Monday, June 16, 2014

June 17, 2014 "Echo"

First Words
      …thoughts of an anachronistic, solo pediatrician
                            by Glenn Feole, M.D.

"Be careful too that the reading of your story makes the melancholy 
        laugh and the merry laugh louder," Cervantes, Prologue to Don Quixote


Contact: ishmaelish36@gmail.com
Blog site: ishmaelish36.blogspot.com

June 17, 2014

Chief Complaint:

     “My tongue is allergic to vegetables.”


Interesting Name:

     Echo


Anecdote:
     One Father was telling me what medicine he had been giving his one year old.  Instead of "Nitelite" he said, with almost a wistful tone, "Nite-life." 
     Westport, Connecticut, 1990's


Poetry:
X-RAY
Some prowl sea-beds, some hurtle to a star
and, mother, some obsessed turn over every stone
or open graves to let that starlight in.
There are men who would open anything.

From my journal, often gentle statements
during yoga asanas at retreats.
Harvey, the circulation of the blood,
and Freud, the circulation of our dreams,
pried honourably and honoured are 
like all explorers.  Men who’d open men.

And those others, mother, with diseases
like great streets named after them: Addison,
Parkinson, Hodgkin – physicians who’d arrive
fast and first on any sour death-bed scene.

I am their slowcoach colleague, half afraid,
incurious.  As a boy it was so: you know how
my small hand never teased to pieces
an alarm clock or flensed a perished mouse.

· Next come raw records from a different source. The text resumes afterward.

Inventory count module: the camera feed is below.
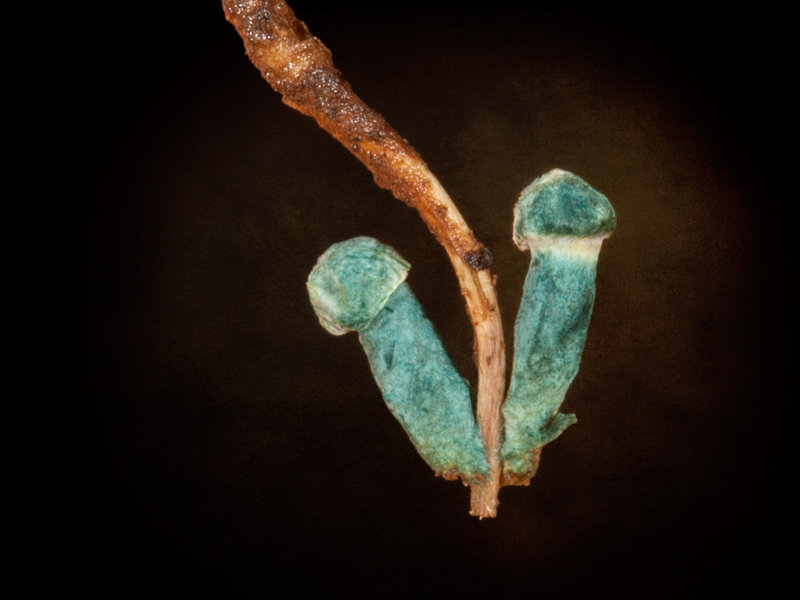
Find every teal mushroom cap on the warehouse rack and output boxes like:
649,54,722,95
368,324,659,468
307,236,410,335
514,169,617,250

And this larger hand’s the same.  It stretches now
out from a white sleeve to hold up, mother,
your X-ray to the glowing screen.  My eyes look 
but don’t want to; I still don’t want to know.
   By Dannie Abse, from New and Collected Poems

Dannie Abse is a physician in Wales and I was fortunate enough to come across his work in a medical journal.  Poignant, sensitive poetry from a doctor's perspective - I have long admired his work.

Quote:
To paraphrase Tristram Shandy, "Take sorrow, and pleasure, horizontally." 

Coup d'essai:

Favorite Musician/song:
    Bill Evans - jazz piano.  You Must Believe in Spring
     A tie between Thelonious Monk and Evans as my all time favorite jazz musician.  His sensitivity at the keyboard is legendary and breath taking as opposed to Monk's shear genius and lack of self-consciousness as he creates at the keyboard with such abandon.
     I asked my Uncle Ray, a professional jazz pianist in Texas and a mentor in my own musical development, who his five favorite jazz musicians were and he said, "Bill Evans, Bill Evans, Bill Evans, Bill Evans and Bill Evans."  During high school, he visited me and said, "Glenn, you have to listen to other jazz besides Monk.  It's like eating whipped cream all day."   Once he showed up in my living room in Connecticut, and in a very mysterious, zen like fashion, his gentle eyes and smile, simply handed me a CD without saying anything.  The only one he gave me, Bill Evans' You Must Believe in Spring.   A piece of gold.  More on Monk later...

Favorite Book/author:
     Tristram Shandy but Lawrence Sterne
He influenced so many people (read by Wittgenstein, Thomas Jefferson and Nietche…to name a few);  Vonnegut-like in his hilarious insights and words spoken directly to the reader.   


Favorite Movie/DVD:
     Music From the Inside Out
     If you love music in general, classical music in particular, this is a superb DVD.  If follows several members of the Philadelphia Symphony, asking them why and how they developed their passion for music.  It crescendoes (for me) into a tender ending featuring a Brahms Symphony that has become one of my favorite…a thing of great beauty.